The Prudhoe Bay field is the largest accumulation of oil and gas in North America. Because of the size, and the fact that it produces from multiple mechanisms including lean gas cycling, gravity drainage, pattern waterfloods, pattern MI / WAG injection and gas cap water injection for pressure maintenance, a full-field model (FFM) with a rigorous surface pipeline network and facilities model is necessary to answer many depletion planning questions and to evaluate the benefits of largescale or field-wide projects. With additional reservoir description data and production history, the opportunity existed to use current software and hardware to build an improved model. In 2005 an effort began to build a new FFM, including both geocellular and simulation models. This paper discusses the issues addressed at the start of the rebuild in preparation for the history match, the history matching effort, and the transition to predictive runs.
Preparation for the history match included setting the objectives for the model, the grid design, generating pseudo relative permeability curves, and implementing parallel processing. The key parameters and data used to obtain a history match are discussed, as are the issues and methodology utilized in constructing predictive cases. Some of the key interactions with the parallel geologic model construction are also discussed.
It was demonstrated that a compositional model with approximately 1 million active cells and over 650,000 non-neighbor connections associated with over 1000 structural faults could be run and history matched in a commercial parallel reservoir simulator in a reasonable time.
With approximately 25 BSTB of oil, 46 TSCF of gas in place, and over 2500 historical wells, the challenge of building a fullfield model for a field the size of Prudhoe Bay was daunting. A project of this magnitude required excellent up-front preparation and cross-discipline coordination.
Introduction
The current full-field simulation model of the Prudhoe Bay Field was built in 1995. Due to the size of the field, as well as hardware and software limitations at that time, the simulation grid was very coarse with 60-acre (1617ft X 1617ft) grid blocks, making areal discretization of faults, wells and waterflood/MI injection patterns problematic. As the oil column thins and remaining targets shrink, a model with greater resolution for future project evaluations was required. The decision was taken by the major partner companies to build a new simulation model based upon a new 3D geological and petrophysical model, to take advantage of better hardware, software and workflows.

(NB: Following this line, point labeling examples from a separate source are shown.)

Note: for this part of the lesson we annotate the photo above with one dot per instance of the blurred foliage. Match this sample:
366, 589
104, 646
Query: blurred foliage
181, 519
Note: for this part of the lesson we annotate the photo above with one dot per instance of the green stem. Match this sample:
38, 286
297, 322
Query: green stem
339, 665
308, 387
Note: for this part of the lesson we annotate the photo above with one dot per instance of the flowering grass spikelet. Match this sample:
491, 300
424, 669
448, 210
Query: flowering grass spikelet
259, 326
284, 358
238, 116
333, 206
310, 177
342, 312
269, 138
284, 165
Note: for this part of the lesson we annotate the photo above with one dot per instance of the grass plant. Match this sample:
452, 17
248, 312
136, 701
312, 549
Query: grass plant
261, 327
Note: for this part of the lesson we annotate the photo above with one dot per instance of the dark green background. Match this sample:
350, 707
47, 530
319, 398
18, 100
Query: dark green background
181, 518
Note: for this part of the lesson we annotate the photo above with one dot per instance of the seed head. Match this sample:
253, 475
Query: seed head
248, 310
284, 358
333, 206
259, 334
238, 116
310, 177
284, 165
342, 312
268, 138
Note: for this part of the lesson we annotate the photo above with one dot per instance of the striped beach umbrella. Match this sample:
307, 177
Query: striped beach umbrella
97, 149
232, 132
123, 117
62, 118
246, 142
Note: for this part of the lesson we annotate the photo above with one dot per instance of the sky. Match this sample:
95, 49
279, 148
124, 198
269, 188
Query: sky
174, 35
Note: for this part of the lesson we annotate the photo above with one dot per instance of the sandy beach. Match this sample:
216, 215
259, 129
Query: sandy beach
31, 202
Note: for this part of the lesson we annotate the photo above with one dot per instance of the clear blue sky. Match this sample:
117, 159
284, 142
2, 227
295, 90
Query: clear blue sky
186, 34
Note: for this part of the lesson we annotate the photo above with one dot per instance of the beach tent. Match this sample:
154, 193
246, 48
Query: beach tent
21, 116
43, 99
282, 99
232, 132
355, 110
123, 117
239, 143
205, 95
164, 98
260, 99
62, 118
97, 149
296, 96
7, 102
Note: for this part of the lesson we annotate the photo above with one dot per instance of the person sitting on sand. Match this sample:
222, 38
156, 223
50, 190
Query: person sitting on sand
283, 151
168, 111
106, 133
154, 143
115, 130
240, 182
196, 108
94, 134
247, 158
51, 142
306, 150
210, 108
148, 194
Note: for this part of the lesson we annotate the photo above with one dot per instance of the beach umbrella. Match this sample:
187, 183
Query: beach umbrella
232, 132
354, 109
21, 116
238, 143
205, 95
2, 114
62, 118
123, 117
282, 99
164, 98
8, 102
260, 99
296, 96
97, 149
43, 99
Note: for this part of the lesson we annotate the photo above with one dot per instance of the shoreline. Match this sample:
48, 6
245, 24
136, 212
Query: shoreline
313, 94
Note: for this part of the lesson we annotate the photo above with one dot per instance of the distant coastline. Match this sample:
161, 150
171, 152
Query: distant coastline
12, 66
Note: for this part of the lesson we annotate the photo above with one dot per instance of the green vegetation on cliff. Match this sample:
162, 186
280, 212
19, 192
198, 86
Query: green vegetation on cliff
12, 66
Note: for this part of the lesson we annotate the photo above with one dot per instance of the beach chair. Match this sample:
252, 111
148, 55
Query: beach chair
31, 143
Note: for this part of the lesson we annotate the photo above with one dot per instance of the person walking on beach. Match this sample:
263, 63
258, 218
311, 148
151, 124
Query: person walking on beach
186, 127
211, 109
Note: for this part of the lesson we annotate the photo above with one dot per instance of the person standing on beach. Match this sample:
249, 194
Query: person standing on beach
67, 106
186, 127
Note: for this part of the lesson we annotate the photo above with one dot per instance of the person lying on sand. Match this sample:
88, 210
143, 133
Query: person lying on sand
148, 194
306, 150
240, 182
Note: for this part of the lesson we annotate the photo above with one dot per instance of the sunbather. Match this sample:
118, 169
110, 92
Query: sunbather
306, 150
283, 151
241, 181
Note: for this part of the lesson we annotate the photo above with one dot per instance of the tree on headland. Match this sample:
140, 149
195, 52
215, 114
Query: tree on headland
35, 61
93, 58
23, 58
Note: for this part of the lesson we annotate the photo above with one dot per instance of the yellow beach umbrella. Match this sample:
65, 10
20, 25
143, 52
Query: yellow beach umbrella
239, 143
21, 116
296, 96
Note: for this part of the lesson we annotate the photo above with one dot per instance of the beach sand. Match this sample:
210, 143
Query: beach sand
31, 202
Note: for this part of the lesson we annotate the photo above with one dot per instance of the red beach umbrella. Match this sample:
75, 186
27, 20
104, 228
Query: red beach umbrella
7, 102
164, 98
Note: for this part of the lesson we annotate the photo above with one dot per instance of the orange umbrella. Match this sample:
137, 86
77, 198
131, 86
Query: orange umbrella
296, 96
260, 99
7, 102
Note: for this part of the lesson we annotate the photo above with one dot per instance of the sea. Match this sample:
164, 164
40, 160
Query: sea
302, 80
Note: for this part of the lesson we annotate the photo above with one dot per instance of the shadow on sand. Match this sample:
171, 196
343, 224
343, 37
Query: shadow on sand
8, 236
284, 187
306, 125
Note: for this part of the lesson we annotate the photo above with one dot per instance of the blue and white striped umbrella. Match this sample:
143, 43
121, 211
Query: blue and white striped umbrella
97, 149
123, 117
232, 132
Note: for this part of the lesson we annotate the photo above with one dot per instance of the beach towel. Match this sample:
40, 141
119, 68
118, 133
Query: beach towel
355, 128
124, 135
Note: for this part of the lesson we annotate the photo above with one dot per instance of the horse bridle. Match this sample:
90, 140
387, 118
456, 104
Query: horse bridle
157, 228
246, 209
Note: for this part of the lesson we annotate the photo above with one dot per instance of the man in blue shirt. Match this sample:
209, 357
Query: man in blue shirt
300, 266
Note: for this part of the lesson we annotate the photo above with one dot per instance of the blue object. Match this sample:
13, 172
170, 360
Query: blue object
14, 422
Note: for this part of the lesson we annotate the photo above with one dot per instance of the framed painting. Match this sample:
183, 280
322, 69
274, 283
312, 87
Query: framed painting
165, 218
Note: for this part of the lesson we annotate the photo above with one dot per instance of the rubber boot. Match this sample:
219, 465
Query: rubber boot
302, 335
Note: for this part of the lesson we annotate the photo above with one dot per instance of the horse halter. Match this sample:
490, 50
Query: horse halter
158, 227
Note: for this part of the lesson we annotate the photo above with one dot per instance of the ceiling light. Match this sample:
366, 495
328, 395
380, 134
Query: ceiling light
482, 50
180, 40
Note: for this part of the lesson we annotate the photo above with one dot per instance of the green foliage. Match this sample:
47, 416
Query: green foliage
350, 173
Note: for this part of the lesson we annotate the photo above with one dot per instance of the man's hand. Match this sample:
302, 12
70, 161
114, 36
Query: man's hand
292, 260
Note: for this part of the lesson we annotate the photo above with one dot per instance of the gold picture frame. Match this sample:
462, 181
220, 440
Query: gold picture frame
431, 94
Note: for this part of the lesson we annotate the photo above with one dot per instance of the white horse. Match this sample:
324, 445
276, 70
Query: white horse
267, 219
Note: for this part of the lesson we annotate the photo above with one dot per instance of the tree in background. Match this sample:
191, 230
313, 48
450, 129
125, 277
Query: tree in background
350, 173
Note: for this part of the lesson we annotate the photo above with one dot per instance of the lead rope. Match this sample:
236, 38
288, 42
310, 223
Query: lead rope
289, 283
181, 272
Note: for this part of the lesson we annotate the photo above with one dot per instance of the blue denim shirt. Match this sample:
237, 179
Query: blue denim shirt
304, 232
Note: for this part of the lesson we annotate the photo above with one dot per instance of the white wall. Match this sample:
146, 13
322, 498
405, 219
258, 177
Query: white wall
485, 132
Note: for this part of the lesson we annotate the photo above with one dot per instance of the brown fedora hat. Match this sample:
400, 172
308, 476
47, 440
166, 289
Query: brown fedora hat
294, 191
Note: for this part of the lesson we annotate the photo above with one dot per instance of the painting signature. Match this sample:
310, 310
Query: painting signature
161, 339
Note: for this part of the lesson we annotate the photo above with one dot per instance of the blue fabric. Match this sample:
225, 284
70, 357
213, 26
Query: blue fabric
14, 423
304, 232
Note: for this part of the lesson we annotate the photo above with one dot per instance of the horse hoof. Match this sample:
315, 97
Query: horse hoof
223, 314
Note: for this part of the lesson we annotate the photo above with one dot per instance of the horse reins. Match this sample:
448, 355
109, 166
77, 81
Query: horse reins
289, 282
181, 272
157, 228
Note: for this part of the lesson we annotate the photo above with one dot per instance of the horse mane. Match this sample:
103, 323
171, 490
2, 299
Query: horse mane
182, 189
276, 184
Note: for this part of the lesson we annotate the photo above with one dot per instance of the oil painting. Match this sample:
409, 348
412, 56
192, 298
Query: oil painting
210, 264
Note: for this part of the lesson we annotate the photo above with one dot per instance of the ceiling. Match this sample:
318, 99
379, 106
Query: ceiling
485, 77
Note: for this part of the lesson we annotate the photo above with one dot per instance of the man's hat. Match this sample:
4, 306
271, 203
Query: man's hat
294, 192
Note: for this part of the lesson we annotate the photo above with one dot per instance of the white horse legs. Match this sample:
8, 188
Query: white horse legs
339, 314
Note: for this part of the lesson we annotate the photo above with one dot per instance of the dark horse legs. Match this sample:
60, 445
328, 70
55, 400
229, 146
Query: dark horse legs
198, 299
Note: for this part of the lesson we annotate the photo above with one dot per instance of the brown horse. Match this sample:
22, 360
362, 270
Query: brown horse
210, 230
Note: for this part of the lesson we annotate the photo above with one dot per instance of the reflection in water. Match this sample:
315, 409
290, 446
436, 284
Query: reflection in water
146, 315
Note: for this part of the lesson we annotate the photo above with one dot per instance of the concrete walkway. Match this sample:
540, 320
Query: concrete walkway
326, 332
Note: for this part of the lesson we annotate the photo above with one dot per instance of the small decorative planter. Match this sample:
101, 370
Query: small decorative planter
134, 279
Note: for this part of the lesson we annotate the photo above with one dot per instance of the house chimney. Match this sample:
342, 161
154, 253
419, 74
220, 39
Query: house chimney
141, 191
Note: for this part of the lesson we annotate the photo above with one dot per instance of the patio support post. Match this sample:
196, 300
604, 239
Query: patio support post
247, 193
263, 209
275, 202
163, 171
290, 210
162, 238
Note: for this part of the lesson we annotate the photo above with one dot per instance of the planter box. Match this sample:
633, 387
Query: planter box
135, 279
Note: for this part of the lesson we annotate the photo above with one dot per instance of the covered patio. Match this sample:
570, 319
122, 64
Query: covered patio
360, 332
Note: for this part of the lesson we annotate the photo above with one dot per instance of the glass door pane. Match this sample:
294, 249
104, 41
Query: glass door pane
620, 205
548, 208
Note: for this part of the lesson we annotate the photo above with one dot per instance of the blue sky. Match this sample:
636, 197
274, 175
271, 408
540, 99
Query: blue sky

The rebuild effort started in January, 2005. Initially the focus of the work was on the geocellular model build. However, many aspects of the simulation model had to be set before final delivery of the static description to avoid delay of the history matching process. This paper discusses the work that was done in preparation for the history match and the history matching process and results. There is also discussion of the transition and calibration from history to predictive mode.